Un constat bien réel auquel l'auteur tente de remédier avec son dernier ouvrage intitulé «Chers voisins : ce qu'on ne connaît pas de l'Ontario», publié aux éditions Stanké.

Un livre écrit sous forme de grand reportage basé sur 160 entrevues avec des gens de l'Ontario de toutes les provenances. «Je pense que je suis le premier Québécois à écrire sur l'Ontario», s'étonne et ironise Jean-Louis Roy, visiblement fier de sa démarche.

L'économie : point fort?

Mais qu'est-ce que l'Ontario a à nous dire? Selon les propos de Jean-Louis Roy, la province voisine possède plusieurs atouts considérables et mérite notre attention, surtout dans les prochaines années.

Uniquement sur le plan de la démographie, cette province canadienne sera appelée à jouer un rôle important, pense-t-il. «La population de l'Ontario augmente. Ils vont passés de 16 millions de personnes à 18 millions en 2031, et comptera alors, seulement vers cette date, pour 42% de la population canadienne », avance-t-il.

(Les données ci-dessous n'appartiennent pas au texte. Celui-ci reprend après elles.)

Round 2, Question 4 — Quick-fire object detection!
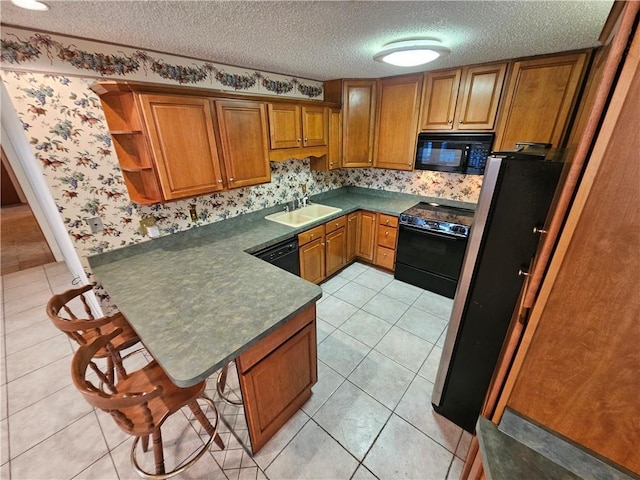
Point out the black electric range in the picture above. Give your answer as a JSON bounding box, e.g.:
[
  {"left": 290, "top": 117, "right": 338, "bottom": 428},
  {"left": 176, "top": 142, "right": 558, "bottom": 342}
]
[{"left": 394, "top": 203, "right": 474, "bottom": 298}]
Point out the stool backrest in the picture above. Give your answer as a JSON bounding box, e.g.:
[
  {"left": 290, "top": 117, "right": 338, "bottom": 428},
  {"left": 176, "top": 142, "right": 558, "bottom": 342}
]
[
  {"left": 47, "top": 285, "right": 111, "bottom": 345},
  {"left": 71, "top": 328, "right": 162, "bottom": 432}
]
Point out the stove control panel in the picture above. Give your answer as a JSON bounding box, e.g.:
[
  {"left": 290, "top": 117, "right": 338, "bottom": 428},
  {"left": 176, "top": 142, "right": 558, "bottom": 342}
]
[{"left": 400, "top": 213, "right": 469, "bottom": 237}]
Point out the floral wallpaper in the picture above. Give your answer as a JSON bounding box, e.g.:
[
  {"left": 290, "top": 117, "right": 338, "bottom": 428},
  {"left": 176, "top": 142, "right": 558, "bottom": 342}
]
[
  {"left": 0, "top": 26, "right": 323, "bottom": 100},
  {"left": 3, "top": 72, "right": 344, "bottom": 256},
  {"left": 344, "top": 168, "right": 483, "bottom": 203}
]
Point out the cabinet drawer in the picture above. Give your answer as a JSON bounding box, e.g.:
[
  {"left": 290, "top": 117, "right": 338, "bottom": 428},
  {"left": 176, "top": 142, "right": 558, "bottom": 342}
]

En plus de ce premier constat, l'auteur note, entre autres, que le Québec sera appelé de plus en plus à développer son économie en regardant vers l'Ontario. Une réponse aux turbulences économiques des années 2000 de nos voisins américains, estime-t-il.

«Annuellement, le Québec vend pour 42 milliards de dollars aux États-Unis et pour 38 milliards avec l'Ontario, note-t-il. Notre économie, depuis quelques années, se développe de plus en plus avec l'Ontario à cause, notamment, des relations qu'avaient développé les deux anciens premiers ministres tant au Québec qu'en Ontario», rappelle Jean-Louis Roy.

Des relations économiques bien réelles porter à s'accroître dans les prochains années, estime-t-il. «Au tournant du millénaire, l'Ontario comptait pour près de 40% du PIB canadien, plus de 50% de l'activité industrielle du pays et 51% de ses exportations. Toronto occupait le troisième rang des places financières du continent et le septième sur le plan international», écrit-il.

Un symbole du multiculturalisme canadien

En plus de mettre l'accent sur l'aspect économique qui unit désormais le Québec à notre voisine, l'auteur démontre dans son livre la diversité culturelle et démographique de l'Ontario.

Une province qui est en train de vivre un post-multiculturalisme. En ce sens où, de l’avis de l’auteur, il n’y a plus une majorité qui décide du statut des minorités, mais bien une multitude de minorités qui, ensemble, doivent déterminer les règles de leur cohabitation. «Il y a une réelle diversité démographique et culturelle en Ontario», plaide-t-il.

À titre d'exemple, l'auteur rappelle le succès croissant du Festival du film de Toronto. Un évènement qui réunit des gens des quatre coins du monde annuellement.

On peut retrouver le nouveau livre de Jean-Louis Roy en librairie depuis le 30 janvier.